Receitas de comer e cozinhar por mais!

Peixe ao sal

Uma das refeições que mais adoro fazer é peixe ao sal! Há muita gente que não conhece esta forma de fazer peixe (eu, pelo menos, só a via em restaurantes mais caros e com peixes de grande porte), mas é óptima forma de cozinhar porque o peixe não perde a sua "água natural", fica suculento e não absorve todos aqueles molhos terríveis à base de óleos que lhes pomos quando os assamos no forno.
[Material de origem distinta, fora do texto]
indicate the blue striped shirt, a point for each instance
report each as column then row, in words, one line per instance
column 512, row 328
Para além do mais, é uma receita barata (tirando o preço do peixe, que vai variar consoante o que escolherem), faz-se super rápido e dá para servir quantas pessoas quiserem, consoante o tamanho do peixe.

Eu costumo fazer com douradas e robalos - quando maior o peixe for, menor será o risco de ele "secar". Ainda assim, eu faço muitas vezes um peixe pequeno para comer sozinha, e ele sai igualmente suculento e saboroso! Tenham o cuidado de referir na peixaria que o peixe vai ser feito ao sal, para não lhe retirarem as escapas, o que vai permitir que ele não absorva o sal - a única coisa que lhe vão fazer vai ser retirar as tripas.

 

Ingredientes (para um peixe para uma só pessoa):

- peixe (robalo, dourada, sargo...)

- 700g de sal marinho

- 2 claras

- 4 raminhos de salsa (sem caule)

- 2 dentes de alho

- 1 folha de louro

- azeite q.b.

 

Preparação

Começar por pré-aquecer o forno a 200º. Lavar a salsa e a folha de louro e retirar a pele dos dentes de alho e esmaga-los com a ajuda de uma faca. Dobrar a salsa ao meio e coloca-la dentro do peixe (no local onde estavam antes as estranhas); tenham o cuidado de as empurrar para baixo e não se limitem a pô-las na parte que está aberta, de modo a "cobrir toda a área". Acrescentem depois a folha de louro e os dentes de alho. O peixe está assim pronto.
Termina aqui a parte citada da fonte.